I come from a family of accomplished cooks and food maniacs. Absolute maniacs. Most of what I read, think, research, test and teach (including to my three boys, much to the dismay of my mother in law) is about food. I guess that doesn’t explain most of it either…
In hindsight, I think my interest in food built up as I tried to deny it. As a political analyst, I left things related to food for my spare time. As my husband and I started to grow a family, I began to think he was a macho man in disguise, who wanted a wife in the kitchen, since he insisted time and again I quit my academic path to jump into cooking. Things you are truly passionate about, he would say, haven’t you noticed?
I did have wonderful incursions into the culinary field in the past. Right after we got married and moved to Texas, I taught Mexican cooking to friends and neighbors. Then, I became a production assistant for the PBS food series New Tastes from Texas hosted by Chef Stephan Pyles, along with guests Diana Kennedy and Patricia Quintana, pioneers who helped introduce Mexican ingredients into American cooking.
Once we moved to DC, I retook my formal path as a political analyst and received a master’s degree in Latin American Studies from Georgetown University. I worked so hard, I got a merit scholarship and felt very proud. Soon after, I worked at the Inter American Dialogue, a policy research center, which I had considered my dream job, and kept on working even harder!
Yet, I got into an early existential crisis of sorts… Obsessively thinking about food rather than politics, after a year, I registered for an intensive night program at L’Academie de Cuisine in Gaithersburg, Maryland. After a lot of hesitation, I decided to take a plunge, and left my job to give food a real try. Since then, I have never looked back. In 2007, prompted by the Director of the Mexican Cultural Institute in Washington, D.C., I launched Mexican Table.
Mexican Table is a culinary program which consists of a series of live cooking demonstrations, tasting dinners and workshops. Through this program I try to swing a window wide open into the fascinating world of Mexican cuisine. I help familiarize people with its ingredients and cooking techniques, with a sprinkling of culture, history and traditions.

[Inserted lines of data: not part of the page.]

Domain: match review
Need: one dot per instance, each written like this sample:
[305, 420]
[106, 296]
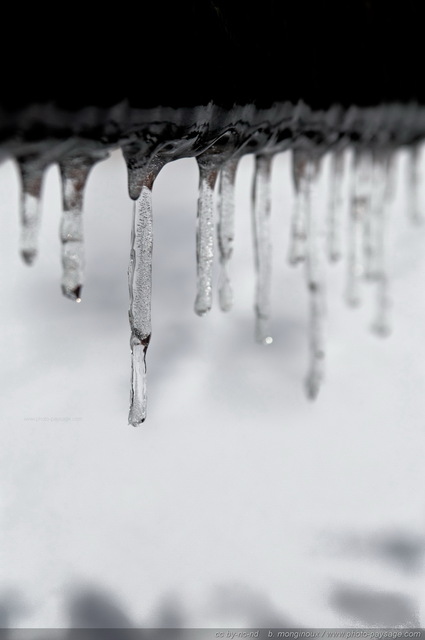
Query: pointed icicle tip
[72, 294]
[28, 257]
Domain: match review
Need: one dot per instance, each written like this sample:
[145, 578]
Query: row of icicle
[371, 191]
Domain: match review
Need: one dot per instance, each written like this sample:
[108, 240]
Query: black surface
[189, 53]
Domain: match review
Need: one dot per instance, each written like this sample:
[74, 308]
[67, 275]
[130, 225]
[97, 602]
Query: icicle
[315, 282]
[30, 208]
[298, 238]
[261, 209]
[335, 205]
[382, 176]
[74, 173]
[208, 171]
[359, 212]
[225, 229]
[413, 161]
[140, 286]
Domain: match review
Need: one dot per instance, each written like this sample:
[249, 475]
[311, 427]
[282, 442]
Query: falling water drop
[336, 203]
[315, 281]
[359, 213]
[208, 171]
[261, 209]
[140, 288]
[413, 181]
[74, 173]
[31, 174]
[225, 229]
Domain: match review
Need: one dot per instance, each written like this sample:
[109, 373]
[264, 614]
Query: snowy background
[238, 502]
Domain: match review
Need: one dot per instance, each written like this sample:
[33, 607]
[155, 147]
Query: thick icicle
[225, 229]
[30, 208]
[261, 209]
[413, 181]
[297, 248]
[336, 202]
[315, 281]
[208, 171]
[74, 173]
[358, 224]
[140, 286]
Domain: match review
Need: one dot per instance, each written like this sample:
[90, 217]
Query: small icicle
[359, 212]
[382, 175]
[316, 285]
[261, 209]
[335, 206]
[413, 181]
[297, 249]
[140, 288]
[225, 229]
[208, 171]
[74, 173]
[30, 208]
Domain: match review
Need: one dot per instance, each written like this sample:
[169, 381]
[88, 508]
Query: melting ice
[217, 139]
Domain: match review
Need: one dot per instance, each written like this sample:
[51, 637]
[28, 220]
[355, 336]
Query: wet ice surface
[234, 486]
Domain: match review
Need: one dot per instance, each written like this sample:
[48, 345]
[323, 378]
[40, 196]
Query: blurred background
[239, 502]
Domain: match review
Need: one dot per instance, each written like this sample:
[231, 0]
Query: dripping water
[359, 224]
[208, 172]
[413, 207]
[226, 230]
[261, 209]
[74, 173]
[334, 231]
[315, 278]
[140, 289]
[218, 139]
[31, 173]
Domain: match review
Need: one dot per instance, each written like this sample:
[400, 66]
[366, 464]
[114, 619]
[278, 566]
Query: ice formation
[218, 138]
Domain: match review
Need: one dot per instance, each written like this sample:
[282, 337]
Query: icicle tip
[28, 256]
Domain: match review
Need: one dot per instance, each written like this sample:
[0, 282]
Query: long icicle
[359, 211]
[226, 229]
[74, 173]
[298, 238]
[383, 165]
[261, 209]
[140, 288]
[336, 202]
[413, 181]
[208, 171]
[315, 283]
[30, 208]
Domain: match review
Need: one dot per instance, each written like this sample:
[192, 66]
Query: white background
[238, 502]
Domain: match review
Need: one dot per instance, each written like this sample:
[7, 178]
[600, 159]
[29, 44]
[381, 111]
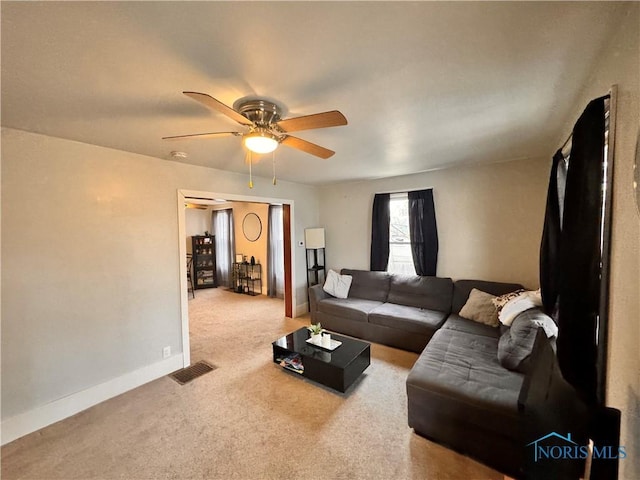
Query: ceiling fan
[265, 129]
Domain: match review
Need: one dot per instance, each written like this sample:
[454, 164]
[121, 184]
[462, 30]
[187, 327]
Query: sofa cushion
[409, 319]
[368, 285]
[433, 293]
[350, 308]
[462, 288]
[458, 376]
[337, 285]
[516, 344]
[460, 324]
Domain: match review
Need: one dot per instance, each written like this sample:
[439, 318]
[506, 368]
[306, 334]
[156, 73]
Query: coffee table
[337, 369]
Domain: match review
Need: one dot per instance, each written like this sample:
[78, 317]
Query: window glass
[400, 258]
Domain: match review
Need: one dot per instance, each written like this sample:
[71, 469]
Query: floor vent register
[191, 372]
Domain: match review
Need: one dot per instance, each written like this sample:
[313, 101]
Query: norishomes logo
[554, 446]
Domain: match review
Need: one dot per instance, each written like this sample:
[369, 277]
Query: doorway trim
[203, 198]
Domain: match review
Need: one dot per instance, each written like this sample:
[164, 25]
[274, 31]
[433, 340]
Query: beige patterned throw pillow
[502, 300]
[480, 308]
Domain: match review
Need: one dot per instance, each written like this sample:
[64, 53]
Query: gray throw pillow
[516, 344]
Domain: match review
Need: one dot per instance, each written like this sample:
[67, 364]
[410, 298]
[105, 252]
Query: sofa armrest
[316, 293]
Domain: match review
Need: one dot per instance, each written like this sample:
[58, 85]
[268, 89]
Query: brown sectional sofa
[395, 310]
[458, 392]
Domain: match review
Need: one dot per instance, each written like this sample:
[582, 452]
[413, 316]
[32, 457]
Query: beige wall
[257, 249]
[619, 64]
[90, 267]
[489, 219]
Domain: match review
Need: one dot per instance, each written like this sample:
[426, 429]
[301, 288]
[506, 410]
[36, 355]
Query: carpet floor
[247, 419]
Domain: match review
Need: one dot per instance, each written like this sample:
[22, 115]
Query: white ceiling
[422, 84]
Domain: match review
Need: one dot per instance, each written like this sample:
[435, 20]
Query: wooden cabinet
[316, 273]
[315, 266]
[247, 278]
[203, 248]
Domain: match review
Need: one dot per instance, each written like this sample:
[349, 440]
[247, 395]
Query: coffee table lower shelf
[337, 369]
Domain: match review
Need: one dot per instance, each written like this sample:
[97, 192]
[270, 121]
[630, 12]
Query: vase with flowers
[316, 333]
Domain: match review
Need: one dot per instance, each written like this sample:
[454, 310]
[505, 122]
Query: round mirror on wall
[251, 227]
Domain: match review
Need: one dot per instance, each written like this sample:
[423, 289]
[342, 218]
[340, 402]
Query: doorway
[207, 198]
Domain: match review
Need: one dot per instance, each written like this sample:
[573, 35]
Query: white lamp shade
[314, 237]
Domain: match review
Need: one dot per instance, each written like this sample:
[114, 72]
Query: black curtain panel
[380, 221]
[580, 253]
[550, 246]
[423, 232]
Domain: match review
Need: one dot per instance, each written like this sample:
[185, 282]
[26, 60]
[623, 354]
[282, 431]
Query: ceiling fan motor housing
[261, 112]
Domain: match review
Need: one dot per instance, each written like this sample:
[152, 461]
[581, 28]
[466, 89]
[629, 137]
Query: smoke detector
[179, 155]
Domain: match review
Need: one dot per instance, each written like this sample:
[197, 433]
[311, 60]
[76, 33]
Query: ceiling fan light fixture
[261, 142]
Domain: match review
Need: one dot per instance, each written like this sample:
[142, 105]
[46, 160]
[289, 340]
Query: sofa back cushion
[431, 293]
[462, 289]
[368, 285]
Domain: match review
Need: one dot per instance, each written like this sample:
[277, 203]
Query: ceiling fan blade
[203, 135]
[318, 120]
[308, 147]
[218, 106]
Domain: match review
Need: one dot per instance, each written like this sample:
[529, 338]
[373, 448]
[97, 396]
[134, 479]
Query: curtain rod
[391, 192]
[567, 142]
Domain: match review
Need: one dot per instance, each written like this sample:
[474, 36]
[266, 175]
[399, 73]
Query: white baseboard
[39, 417]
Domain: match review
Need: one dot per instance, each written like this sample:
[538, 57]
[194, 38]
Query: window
[400, 257]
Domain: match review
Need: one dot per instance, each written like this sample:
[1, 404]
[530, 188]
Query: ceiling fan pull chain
[273, 156]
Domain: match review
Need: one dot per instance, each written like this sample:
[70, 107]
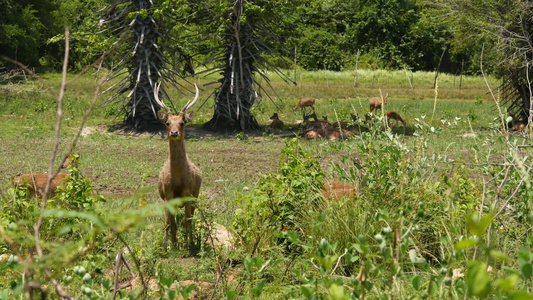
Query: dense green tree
[25, 26]
[501, 30]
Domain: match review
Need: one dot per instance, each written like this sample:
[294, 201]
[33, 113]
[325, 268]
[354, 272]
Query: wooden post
[356, 63]
[438, 67]
[407, 74]
[295, 52]
[375, 67]
[461, 75]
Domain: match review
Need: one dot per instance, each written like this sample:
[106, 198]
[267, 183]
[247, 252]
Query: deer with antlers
[336, 134]
[396, 116]
[36, 182]
[276, 122]
[375, 102]
[179, 177]
[305, 102]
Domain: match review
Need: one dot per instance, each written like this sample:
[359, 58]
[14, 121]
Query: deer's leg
[189, 212]
[170, 224]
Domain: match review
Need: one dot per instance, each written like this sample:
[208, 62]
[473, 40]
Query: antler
[156, 97]
[189, 103]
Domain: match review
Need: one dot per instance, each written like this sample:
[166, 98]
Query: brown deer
[375, 102]
[276, 122]
[334, 135]
[313, 134]
[36, 182]
[305, 102]
[179, 177]
[336, 190]
[518, 126]
[396, 116]
[341, 124]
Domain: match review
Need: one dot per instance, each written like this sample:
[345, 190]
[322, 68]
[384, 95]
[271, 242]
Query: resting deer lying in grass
[305, 102]
[518, 126]
[396, 116]
[36, 182]
[313, 134]
[276, 122]
[336, 190]
[341, 124]
[375, 102]
[179, 177]
[334, 135]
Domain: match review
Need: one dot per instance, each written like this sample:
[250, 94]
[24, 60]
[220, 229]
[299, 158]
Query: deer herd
[181, 178]
[312, 128]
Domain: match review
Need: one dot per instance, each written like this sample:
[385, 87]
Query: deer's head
[175, 123]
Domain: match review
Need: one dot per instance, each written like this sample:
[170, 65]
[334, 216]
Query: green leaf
[307, 292]
[413, 256]
[476, 226]
[498, 255]
[417, 280]
[258, 289]
[521, 295]
[526, 270]
[337, 292]
[509, 284]
[478, 279]
[172, 294]
[167, 281]
[465, 244]
[231, 294]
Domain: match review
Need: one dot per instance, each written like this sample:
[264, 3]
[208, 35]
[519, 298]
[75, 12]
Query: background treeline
[324, 34]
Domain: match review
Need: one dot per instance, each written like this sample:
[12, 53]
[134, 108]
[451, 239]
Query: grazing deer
[375, 102]
[276, 122]
[396, 116]
[305, 102]
[336, 190]
[307, 118]
[313, 135]
[179, 177]
[518, 126]
[341, 124]
[36, 182]
[334, 135]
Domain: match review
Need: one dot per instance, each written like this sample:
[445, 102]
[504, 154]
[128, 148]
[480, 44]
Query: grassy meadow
[442, 207]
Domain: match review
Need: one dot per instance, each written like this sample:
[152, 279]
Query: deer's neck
[177, 155]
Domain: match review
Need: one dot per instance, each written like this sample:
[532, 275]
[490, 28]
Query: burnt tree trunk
[237, 92]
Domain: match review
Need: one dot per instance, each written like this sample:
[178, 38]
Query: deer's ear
[188, 116]
[162, 116]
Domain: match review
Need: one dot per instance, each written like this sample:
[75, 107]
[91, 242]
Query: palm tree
[141, 62]
[248, 34]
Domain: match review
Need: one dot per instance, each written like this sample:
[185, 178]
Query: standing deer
[396, 116]
[305, 102]
[179, 177]
[36, 182]
[334, 135]
[336, 190]
[518, 126]
[276, 122]
[375, 102]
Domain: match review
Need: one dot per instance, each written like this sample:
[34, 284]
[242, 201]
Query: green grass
[424, 181]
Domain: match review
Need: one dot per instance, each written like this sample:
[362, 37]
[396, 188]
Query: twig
[137, 264]
[338, 262]
[59, 290]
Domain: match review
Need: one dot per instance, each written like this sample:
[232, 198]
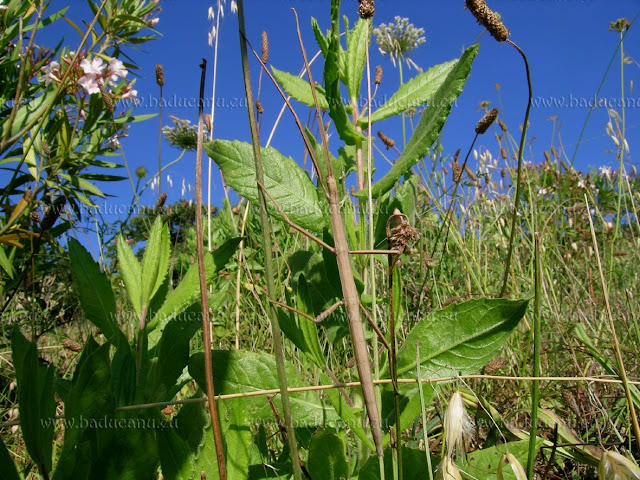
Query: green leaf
[300, 89]
[286, 182]
[483, 464]
[155, 262]
[95, 293]
[419, 90]
[337, 111]
[188, 290]
[35, 400]
[7, 467]
[356, 56]
[172, 354]
[131, 274]
[430, 124]
[242, 371]
[414, 465]
[327, 459]
[461, 338]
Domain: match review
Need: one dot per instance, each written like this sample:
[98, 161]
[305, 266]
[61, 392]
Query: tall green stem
[268, 256]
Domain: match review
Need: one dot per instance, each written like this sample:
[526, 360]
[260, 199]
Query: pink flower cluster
[96, 72]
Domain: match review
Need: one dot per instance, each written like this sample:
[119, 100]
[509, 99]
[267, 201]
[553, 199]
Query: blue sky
[567, 42]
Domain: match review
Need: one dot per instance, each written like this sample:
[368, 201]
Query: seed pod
[488, 19]
[486, 121]
[106, 98]
[386, 140]
[366, 9]
[52, 213]
[71, 345]
[159, 75]
[161, 199]
[378, 77]
[265, 47]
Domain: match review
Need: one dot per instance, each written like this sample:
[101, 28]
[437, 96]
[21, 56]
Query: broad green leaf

About Pati’s Mexican Table: the TV Series and Cookbooks
As friends and students of my live program know, there is never enough time for me to say all I want to convey. In my continuous amazement of what I have yet to learn and taste, I am humbled and fascinated by each finding, whether traveling through Mexico or cooking at the Institute, in my kitchen or other kitchens with other cooks. I love to share this information.
Thus, I started this website, originally with only the food blog, as an attempt to share more. As time passed, I started writing for print publications and got invited to give talks and do demos for radio and TV outlets.
Today, Pati’s Mexican Table is a national public TV series going on its fifth season -and recently nominated for two James Beard Awards for Best Culinary Series in a Fixed Location and Best Culinary Host and also two Daytime Emmy’s for Outstanding Culinary Host and Outstanding Culinary Series-, and can be seen throughout the United States, some parts of Canada and Asia. On this website, you will find the original blog section, where I regularly write. But, you will also find a TV show section, where you will find information on the TV series, the different seasons and absolutely every recipe included in all of the episodes. You will also find a cookbook section, where you will find information on my cookbooks, Pati’s Mexican Table: The Secrets of Real Mexican Home Cooking published in 2013 and Mexican Today: New and Rediscovered Recipes for Contemporary Kitchens published in 2016.
Each recipe included in my blog, TV series or cookbooks exists because I love it. I test every recipe until it becomes a magic potion, for my classes, episodes or family meals. Having lived in the United States for more than eighteen years, I understand some of the challenges of raising a family here and putting a meal on the table for sometimes picky eaters. I also try my best to make each class, each episode, each blog post as meaningful as I can for those who take the time to connect. I am deeply grateful: Thank you! I started this blog, have developed and created each episode, and every book chapter, because of and for you.
As one of my goals is to make cooking simple and accessible, all the ingredients used are easy to find. I also try to figure out the easiest route to get to the yummiest version of a dish and give detailed instructions as to the progression of a dish by the smells, sights, sounds, textures and tastes you are looking for. This is so you can develop your own instincts and feel empowered in your own kitchen.
In sum, in my blog, TV series and cookbooks, I will tell you what happens before and after a scrumptious dish shows up at my table: the research, trips, stories, testing, cooking, eating and sharing. I hope it is a worthwhile effort, and you get as much pleasure reading it as I do writing it!
ps… If you like what you read and see here, I am delighted! But if you want to use and publish any of the content or photos, please ask beforehand and link to this blog. Many thanks.